PromotionGo at SemEval-2025 Task 11: A Feature-Centric Framework for Cross-Lingual Multi-Emotion Detection in Short Texts
Ziyi Huang, Xia Cui
TL;DR
The paper tackles cross-lingual, multi-label emotion detection in short texts by proposing a feature-centric framework that jointly considers document representations, dimensionality reduction, and model training. It modularly combines traditional lexical features, pretrained embeddings, and transformer-based encodings, using PCA to balance performance and efficiency, and evaluates across 28 languages with a variety of classifiers including MLP. Key findings show TF-IDF can outperform more complex representations in low-resource languages, while Sentence-BERT with MLP often yields the best overall results; PCA generally reduces training time with varying impact on accuracy.
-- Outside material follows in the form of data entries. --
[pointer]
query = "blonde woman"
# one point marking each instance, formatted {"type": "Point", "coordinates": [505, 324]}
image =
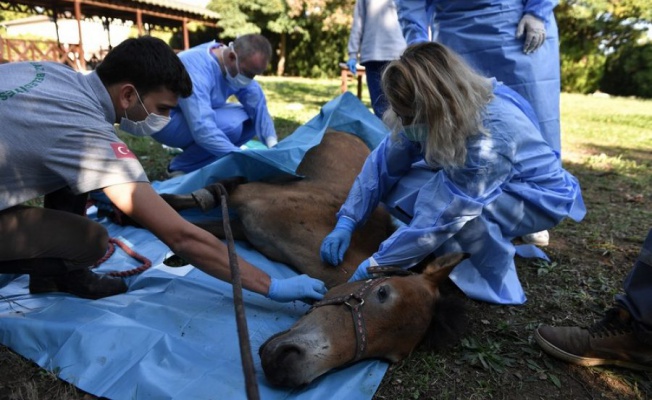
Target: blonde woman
{"type": "Point", "coordinates": [465, 168]}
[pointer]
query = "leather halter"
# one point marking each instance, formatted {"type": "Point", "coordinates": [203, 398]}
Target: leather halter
{"type": "Point", "coordinates": [356, 312]}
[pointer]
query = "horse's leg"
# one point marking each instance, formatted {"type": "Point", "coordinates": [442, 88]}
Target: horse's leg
{"type": "Point", "coordinates": [206, 198]}
{"type": "Point", "coordinates": [217, 228]}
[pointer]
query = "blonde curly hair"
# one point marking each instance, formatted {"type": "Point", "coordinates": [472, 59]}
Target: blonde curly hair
{"type": "Point", "coordinates": [432, 85]}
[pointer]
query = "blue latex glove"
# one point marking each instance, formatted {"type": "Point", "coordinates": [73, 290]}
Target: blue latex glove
{"type": "Point", "coordinates": [353, 65]}
{"type": "Point", "coordinates": [300, 287]}
{"type": "Point", "coordinates": [361, 273]}
{"type": "Point", "coordinates": [337, 242]}
{"type": "Point", "coordinates": [534, 30]}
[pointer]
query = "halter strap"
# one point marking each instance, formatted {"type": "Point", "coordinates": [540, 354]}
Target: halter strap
{"type": "Point", "coordinates": [356, 312]}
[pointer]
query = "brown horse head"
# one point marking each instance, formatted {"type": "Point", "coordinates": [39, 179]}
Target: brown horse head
{"type": "Point", "coordinates": [379, 318]}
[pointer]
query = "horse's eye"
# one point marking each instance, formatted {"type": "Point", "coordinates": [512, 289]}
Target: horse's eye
{"type": "Point", "coordinates": [382, 293]}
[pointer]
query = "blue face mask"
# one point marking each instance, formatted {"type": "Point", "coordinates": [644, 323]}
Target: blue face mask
{"type": "Point", "coordinates": [238, 81]}
{"type": "Point", "coordinates": [416, 132]}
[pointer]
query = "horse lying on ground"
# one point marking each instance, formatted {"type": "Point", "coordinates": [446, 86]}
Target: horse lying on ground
{"type": "Point", "coordinates": [286, 222]}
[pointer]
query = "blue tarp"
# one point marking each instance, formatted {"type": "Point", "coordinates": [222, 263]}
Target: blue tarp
{"type": "Point", "coordinates": [173, 334]}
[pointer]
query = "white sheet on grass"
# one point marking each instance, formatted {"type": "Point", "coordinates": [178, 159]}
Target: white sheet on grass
{"type": "Point", "coordinates": [173, 334]}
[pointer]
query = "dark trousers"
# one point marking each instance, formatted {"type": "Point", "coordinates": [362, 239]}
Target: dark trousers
{"type": "Point", "coordinates": [52, 240]}
{"type": "Point", "coordinates": [637, 298]}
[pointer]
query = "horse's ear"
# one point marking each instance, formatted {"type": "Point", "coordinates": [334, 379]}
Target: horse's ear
{"type": "Point", "coordinates": [439, 269]}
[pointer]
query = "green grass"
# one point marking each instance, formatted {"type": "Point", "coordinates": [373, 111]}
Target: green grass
{"type": "Point", "coordinates": [607, 145]}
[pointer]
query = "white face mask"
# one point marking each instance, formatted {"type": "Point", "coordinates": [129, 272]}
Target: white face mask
{"type": "Point", "coordinates": [154, 123]}
{"type": "Point", "coordinates": [238, 81]}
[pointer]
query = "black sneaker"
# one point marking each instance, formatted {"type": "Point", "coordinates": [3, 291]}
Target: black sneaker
{"type": "Point", "coordinates": [83, 283]}
{"type": "Point", "coordinates": [611, 341]}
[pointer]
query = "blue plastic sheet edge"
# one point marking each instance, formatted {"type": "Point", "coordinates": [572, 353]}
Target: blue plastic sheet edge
{"type": "Point", "coordinates": [173, 334]}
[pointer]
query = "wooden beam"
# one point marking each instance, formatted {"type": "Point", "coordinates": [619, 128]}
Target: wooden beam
{"type": "Point", "coordinates": [186, 40]}
{"type": "Point", "coordinates": [81, 61]}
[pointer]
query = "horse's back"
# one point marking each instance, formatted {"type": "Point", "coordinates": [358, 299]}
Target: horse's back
{"type": "Point", "coordinates": [336, 160]}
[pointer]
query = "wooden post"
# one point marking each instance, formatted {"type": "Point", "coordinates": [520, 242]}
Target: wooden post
{"type": "Point", "coordinates": [139, 21]}
{"type": "Point", "coordinates": [81, 61]}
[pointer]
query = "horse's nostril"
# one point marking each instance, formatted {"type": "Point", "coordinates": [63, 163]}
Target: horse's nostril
{"type": "Point", "coordinates": [289, 353]}
{"type": "Point", "coordinates": [281, 364]}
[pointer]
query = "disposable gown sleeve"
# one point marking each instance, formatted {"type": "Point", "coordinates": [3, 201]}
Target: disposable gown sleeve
{"type": "Point", "coordinates": [200, 116]}
{"type": "Point", "coordinates": [254, 102]}
{"type": "Point", "coordinates": [449, 200]}
{"type": "Point", "coordinates": [380, 172]}
{"type": "Point", "coordinates": [414, 17]}
{"type": "Point", "coordinates": [541, 9]}
{"type": "Point", "coordinates": [355, 37]}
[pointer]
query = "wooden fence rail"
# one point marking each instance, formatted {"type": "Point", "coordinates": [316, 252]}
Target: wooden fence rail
{"type": "Point", "coordinates": [12, 50]}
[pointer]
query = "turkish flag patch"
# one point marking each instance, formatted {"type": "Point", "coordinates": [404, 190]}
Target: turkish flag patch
{"type": "Point", "coordinates": [122, 151]}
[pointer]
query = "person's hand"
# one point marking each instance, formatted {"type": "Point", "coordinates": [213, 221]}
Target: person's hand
{"type": "Point", "coordinates": [337, 242]}
{"type": "Point", "coordinates": [300, 287]}
{"type": "Point", "coordinates": [353, 65]}
{"type": "Point", "coordinates": [361, 272]}
{"type": "Point", "coordinates": [535, 33]}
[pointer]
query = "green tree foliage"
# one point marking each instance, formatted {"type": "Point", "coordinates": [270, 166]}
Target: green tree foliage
{"type": "Point", "coordinates": [309, 36]}
{"type": "Point", "coordinates": [590, 30]}
{"type": "Point", "coordinates": [628, 72]}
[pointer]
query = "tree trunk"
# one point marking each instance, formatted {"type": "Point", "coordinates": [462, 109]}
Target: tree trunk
{"type": "Point", "coordinates": [280, 68]}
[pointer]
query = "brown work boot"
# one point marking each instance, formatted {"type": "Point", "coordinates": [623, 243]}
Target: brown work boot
{"type": "Point", "coordinates": [83, 283]}
{"type": "Point", "coordinates": [611, 341]}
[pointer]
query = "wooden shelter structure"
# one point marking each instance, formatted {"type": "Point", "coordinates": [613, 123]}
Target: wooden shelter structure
{"type": "Point", "coordinates": [155, 14]}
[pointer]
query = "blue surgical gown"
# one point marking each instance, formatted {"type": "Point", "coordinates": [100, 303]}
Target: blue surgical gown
{"type": "Point", "coordinates": [511, 184]}
{"type": "Point", "coordinates": [204, 124]}
{"type": "Point", "coordinates": [484, 33]}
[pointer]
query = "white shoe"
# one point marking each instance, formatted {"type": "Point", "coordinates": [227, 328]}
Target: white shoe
{"type": "Point", "coordinates": [541, 238]}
The framework offers a scalable approach to multilingual emotion detection, providing insights into language-specific representation choices and efficiency trade-offs for real-world deployment.
Abstract
This paper presents our system for SemEval 2025 Task 11: Bridging the Gap in Text-Based Emotion Detection (Track A), which focuses on multi-label emotion detection in short texts. We propose a feature-centric framework that dynamically adapts document representations and learning algorithms to optimize language-specific performance. Our study evaluates three key components: document representation, dimensionality reduction, and model training in 28 languages, highlighting five for detailed analysis. The results show that TF-IDF remains highly effective for low-resource languages, while contextual embeddings like FastText and transformer-based document representations, such as those produced by Sentence-BERT, exhibit language-specific strengths. Principal Component Analysis (PCA) reduces training time without compromising performance, particularly benefiting FastText and neural models such as Multi-Layer Perceptrons (MLP). Computational efficiency analysis underscores the trade-off between model complexity and processing cost. Our framework provides a scalable solution for multilingual emotion detection, addressing the challenges of linguistic diversity and resource constraints.